Almost three hours out of Monrovia, on the highway to Gbarnga, there is a little town with an infamous river running through it. One part of the river is used for bathing and washing clothes, and another part is full of giant catfish that have lived there unmolested since the olden days. They come to the surface in a wild thrashing frenzy if you throw pieces of bread in the water. During the civil war, I am told, when there was no food and people were so hungry that they ate rats, lizards, and even other human beings, no one even considered catching the fish of Gbaota.

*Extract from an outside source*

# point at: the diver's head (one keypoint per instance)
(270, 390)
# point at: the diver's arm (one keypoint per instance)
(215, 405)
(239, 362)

Legend has it that long ago, before the war, people used to bring their problems to the fish. After such visits, which were made in consultation with certain gifted people from the town, all sorts of requests would be granted. Even women who went there with infertility problems would finally bear children. But anyone who dared to eat the fish would fall into misfortune and ill health, and die.
Town Chief Harrison Cooper says once a group of people began fishing there, claiming that as Christians, no harm would come to them if they ate the fish. “They saw for themselves,” Cooper added with a shrug, “and they stopped eating the fish."
There are other tales regarding the fish of Gbaota River. For one, they say any other fish that enters their space turns up dead, and that any Gbaota catfish who crosses a certain boundary in the river cannot turn back; it loses its power and becomes safe to eat.
The Town Chief warned that my taking photographs of them would prove useless. “Plenty people try to take their picture,” he said, “but the pictures never come out.” With that in mind, I had an eerie feeling all the way back to Monrovia. Would my digital photos disappear? Paranoid, I kept checking on them. Would we be able to see the fish in the photos? Would my photo of the three young Gbaota girls download as two old women with missing teeth and one with long flat breasts? Would the fish gods of Gbaota let me tell their story??
(Well, here they are! Apparently the fish appreciated the Fanti bread I threw in. However, if the blog starts to act up we'll all know why.)